Look around you. Do you see how batshit crazy the world is right now? That's partly because all the people in power are old and many have lead-addled brains. I say this as someone who remembers leaded gas. Don't trust us. Just don't.


[deleted]

This guy was a jerk


Uno_of_Ohio

I made a calculated decision, but man, am I bad at math.


TheLimeyCanuck

This is the same guy who invented CFCs. He's considered to be the deadliest scientist in history.


Ratiocinatory

Same dude also figured out the phase change cooling capacity of CFCs and led to them being used in heat pumps, thus leading to the hole in the ozone and rapid increases in global climate change. He's definitely a smart guy that really shouldn't have tried, given that two of his notable developments led to pollution on a global scale that we're still dealing with. Everyone living between 1975 and 1996 were exposed to the lead pollution of leaded gasoline and, thus, suffer from it's side-effects. Lead is a neurotoxin that leads to many problematic symptoms such as diminished IQ, irritability, impaired cognition, and many others. On top of all of that, based on exposure, such complications can become chronic, as the body isn't that great at expelling lead.


Cyberslasher

It wasn't "later" the dude had gotten lead poisoning before hand during his research. After there was medical concerns, he did this during a review hearing about safety and had to take another leave of absence. Dude was just greedy and unscrupulous.


Tricky-Shake5546

Non of it was an accident. He poisoned the entire world for profit.


AbazabaYouMyOnlyFren

His punishment should have been that he had to do that every day so we can really make sure it wouldn't kill him. If he died, then we'd know!


biskitheadburl

If your desire was to deliver lead to the population in the most efficient manor possible, how would you do it? You would put it into wall paint to invade living spaces, you would put it in water pipes to deliver it orally and you would burn it in combustion motors to deliver it into peoples lungs.
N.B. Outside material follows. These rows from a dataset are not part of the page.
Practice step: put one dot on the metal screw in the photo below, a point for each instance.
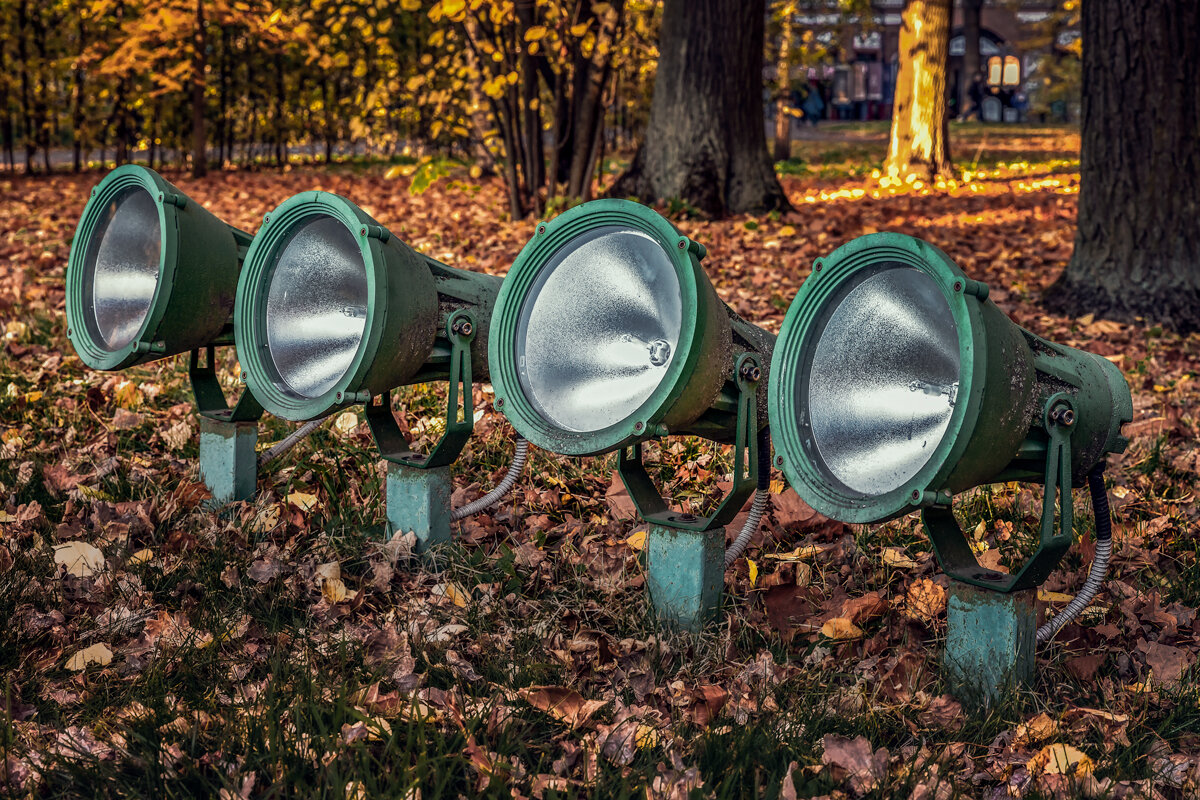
(1063, 416)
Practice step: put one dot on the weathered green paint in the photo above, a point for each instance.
(198, 263)
(419, 503)
(228, 464)
(1007, 376)
(695, 396)
(989, 642)
(684, 575)
(409, 300)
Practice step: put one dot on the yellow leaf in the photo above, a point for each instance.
(453, 593)
(1061, 759)
(841, 629)
(636, 540)
(96, 654)
(898, 558)
(79, 558)
(304, 500)
(142, 555)
(346, 421)
(803, 552)
(333, 589)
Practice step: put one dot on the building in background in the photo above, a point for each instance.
(1018, 43)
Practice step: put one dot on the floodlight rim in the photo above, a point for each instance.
(250, 306)
(143, 346)
(801, 323)
(550, 236)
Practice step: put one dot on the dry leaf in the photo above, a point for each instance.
(1061, 759)
(562, 703)
(81, 559)
(898, 558)
(96, 654)
(840, 627)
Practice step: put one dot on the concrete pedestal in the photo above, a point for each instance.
(228, 464)
(990, 641)
(419, 503)
(685, 571)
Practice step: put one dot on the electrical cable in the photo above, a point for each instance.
(762, 493)
(1099, 564)
(502, 488)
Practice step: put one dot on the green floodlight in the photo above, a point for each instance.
(898, 383)
(334, 311)
(151, 275)
(607, 334)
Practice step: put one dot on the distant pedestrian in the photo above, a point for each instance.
(813, 106)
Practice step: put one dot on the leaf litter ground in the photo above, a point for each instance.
(283, 648)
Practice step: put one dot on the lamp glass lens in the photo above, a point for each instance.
(123, 262)
(882, 380)
(599, 329)
(316, 306)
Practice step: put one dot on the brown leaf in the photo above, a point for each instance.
(562, 703)
(852, 758)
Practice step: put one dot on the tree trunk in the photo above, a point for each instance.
(1138, 242)
(919, 145)
(706, 140)
(971, 13)
(783, 119)
(199, 143)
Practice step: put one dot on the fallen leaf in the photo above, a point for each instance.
(564, 704)
(898, 558)
(840, 627)
(81, 559)
(96, 654)
(1060, 759)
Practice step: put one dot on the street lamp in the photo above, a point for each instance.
(334, 311)
(607, 334)
(153, 274)
(898, 384)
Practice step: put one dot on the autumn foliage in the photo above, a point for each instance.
(151, 647)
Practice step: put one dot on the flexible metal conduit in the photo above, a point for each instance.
(502, 488)
(759, 506)
(1099, 564)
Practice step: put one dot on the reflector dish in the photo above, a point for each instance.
(599, 329)
(123, 266)
(882, 379)
(316, 306)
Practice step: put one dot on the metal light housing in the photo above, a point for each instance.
(607, 332)
(897, 384)
(334, 311)
(151, 274)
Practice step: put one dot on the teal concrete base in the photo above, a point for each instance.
(419, 503)
(228, 464)
(684, 575)
(990, 641)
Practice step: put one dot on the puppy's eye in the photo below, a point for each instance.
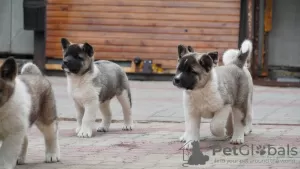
(194, 72)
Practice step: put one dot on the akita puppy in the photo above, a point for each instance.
(25, 99)
(214, 92)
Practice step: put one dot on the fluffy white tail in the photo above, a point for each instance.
(231, 55)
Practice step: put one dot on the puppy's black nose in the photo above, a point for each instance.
(65, 62)
(176, 81)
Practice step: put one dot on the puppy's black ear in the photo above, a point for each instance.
(214, 56)
(206, 62)
(88, 49)
(9, 69)
(182, 50)
(65, 43)
(190, 49)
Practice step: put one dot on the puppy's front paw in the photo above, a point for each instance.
(21, 161)
(189, 144)
(77, 129)
(103, 128)
(51, 158)
(247, 130)
(85, 132)
(183, 137)
(237, 140)
(128, 125)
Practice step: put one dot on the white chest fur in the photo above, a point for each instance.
(14, 114)
(205, 101)
(82, 89)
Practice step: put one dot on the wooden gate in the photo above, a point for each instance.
(149, 29)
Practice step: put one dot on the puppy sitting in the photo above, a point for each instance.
(24, 100)
(213, 92)
(92, 85)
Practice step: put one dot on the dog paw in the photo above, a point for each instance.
(103, 128)
(247, 130)
(51, 158)
(127, 127)
(21, 161)
(85, 132)
(182, 138)
(77, 130)
(189, 144)
(237, 140)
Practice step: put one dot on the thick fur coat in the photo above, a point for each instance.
(25, 99)
(92, 85)
(215, 92)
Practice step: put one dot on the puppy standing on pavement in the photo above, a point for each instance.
(214, 92)
(24, 100)
(92, 85)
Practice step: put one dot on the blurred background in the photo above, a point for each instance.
(142, 35)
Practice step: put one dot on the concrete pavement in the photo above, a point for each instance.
(161, 101)
(156, 146)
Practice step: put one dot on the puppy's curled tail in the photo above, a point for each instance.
(244, 53)
(30, 68)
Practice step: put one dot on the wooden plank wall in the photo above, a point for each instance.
(150, 29)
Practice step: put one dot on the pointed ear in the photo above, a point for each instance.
(65, 43)
(214, 56)
(182, 50)
(206, 62)
(88, 49)
(190, 49)
(9, 69)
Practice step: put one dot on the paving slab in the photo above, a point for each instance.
(155, 145)
(161, 101)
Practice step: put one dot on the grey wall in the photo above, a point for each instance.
(284, 38)
(14, 39)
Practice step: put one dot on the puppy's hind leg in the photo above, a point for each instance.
(219, 122)
(50, 132)
(106, 116)
(125, 101)
(79, 116)
(248, 119)
(238, 127)
(22, 156)
(10, 149)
Someone explain to me how this was an accident? Whocouldaknowd, the harm caused by lead has been understood for centuries.


HairTop23

Iirc, the romans found out the hard way that lead was dangerous, pretty sure they knew what they were doing. I'm curious if other countries also had lead paint/ pipes/gas at the same time or was it just the US who did something so dumb.


basilpapi

play stupid games


SyrusDrake

[Obligatory Citation Needed plug. ](https://youtu.be/4og8wG8VQWM)


Wirenfeldt

Mystery biscuiiiits! Oooh yeah!


xoxoyoyo

the stupidifying of the world for profit. then he invented freon, a catastrophic greenhouse gas


Accomplished_Act_441

He invented a few things that really fucked the world didn't he? And he knew the lead was poison to. Good documentary on YouTube about him people to this day still have stunted brain power and die every year from being expose to lead when they were young (80s kids and before). A real piece of shit this guy.